Но даже и без Соединенных Штатов Страны Антанты могли рассчитывать на победу. «По материальным признакам 1917 г. сулил широкие перспективы для Антанты. Она серьезно могла рассчитывать на победоносное окончание войны в этом году. Соотношение военного могущества обеих коалиций всецело перешло на ее сторону. Центральные державы хотя и сохраняли обширные завоеванные ими территории и хотя их укрепленные фронты не дали еще нигде видимой трещины, но фактически они находились на краю полного истощения и невозможности продолжать войну»[1043], — уверял Зайончковский.
Альфред Нокс подтверждал: «По мнению наиболее полно информированных русских офицеров и офицеров союзников, до революции у нас были все основания надеяться на то, что кампания 1917 г. станет решающей… Все эти надежды были обмануты после того, что произошло в России»[1044].
Новость о Февральской революции взорвала мировое сообщество. Причем, заметим, первая реакция была скорее радостной. Почти повсеместно западные демократии испытывали к Николаю II — своему самому верному союзнику — почти те же чувства, что и российская либеральная оппозиция. Его считали диктатором, склонным к тому же к поиску сепаратного мира с Германией.
Известно, что Ллойд-Джордж, получив известие об отречении императора, радостно воскликнул: «Одна из целей войны для Англии наконец достигнута»[1045].
«Британия и Франция стали в значительной степени жертвами собственной пропаганды, которая представляла войну как борьбу за свободу против автократии, — замечал британский историк Роберт Уорт. — Присутствие царской России в демократическом лагере было серьезной помехой в этой идеологической войне, и было только естественно, что революция была встречена как удар, нанесенный по абсолютистской власти Гогенцоллернов и Габсбургов… Своевременность революции была особенно отмечена Соединенными Штатами, в то время как раз готовившимися к крестовому походу с целью «обезопасить мир для демократии»[1046].
Первой отреагировала пресса. Освобожденная от политических ограничений, она обрушила шквал критики в адрес отрекшегося императора. Английский журнал «Нэйшн» ликовал: «Величайшая в мире тирания пала! Радостный трепет пробежал по всей демократической Европе, когда она узнала удивительную весть о революции в России»[1047].

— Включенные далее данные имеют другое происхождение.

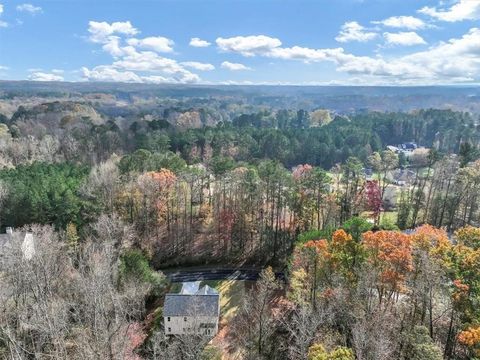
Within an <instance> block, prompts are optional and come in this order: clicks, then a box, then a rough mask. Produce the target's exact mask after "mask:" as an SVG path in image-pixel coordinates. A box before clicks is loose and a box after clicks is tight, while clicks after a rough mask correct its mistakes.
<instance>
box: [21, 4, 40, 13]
mask: <svg viewBox="0 0 480 360" xmlns="http://www.w3.org/2000/svg"><path fill="white" fill-rule="evenodd" d="M17 11H25V12H29V13H30V14H36V13H39V12H42V8H41V7H40V6H34V5H32V4H21V5H18V6H17Z"/></svg>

В западной прессе революция представлялась как антигерманский переворот, произведенный из патриотических целей под руководством Думы. Заголовок в лондонской «Таймс», полуофициальном органе министерства иностранных дел, приветствовал ее как «победу в военном движении». Французская «Пти репюблик» провозглашала «триумф либерализма» в России как начало завершающего этап борьбы с «германским варварством»[1048]. Заметное различие заключалось в том, что пресса Англии и Франции чуть более благосклонно отнеслась к отрекшемуся императору, выражая ему нечто похожее на признательность и симпатию, тогда как в США его уходу просто несказанно и скабрезно радовались.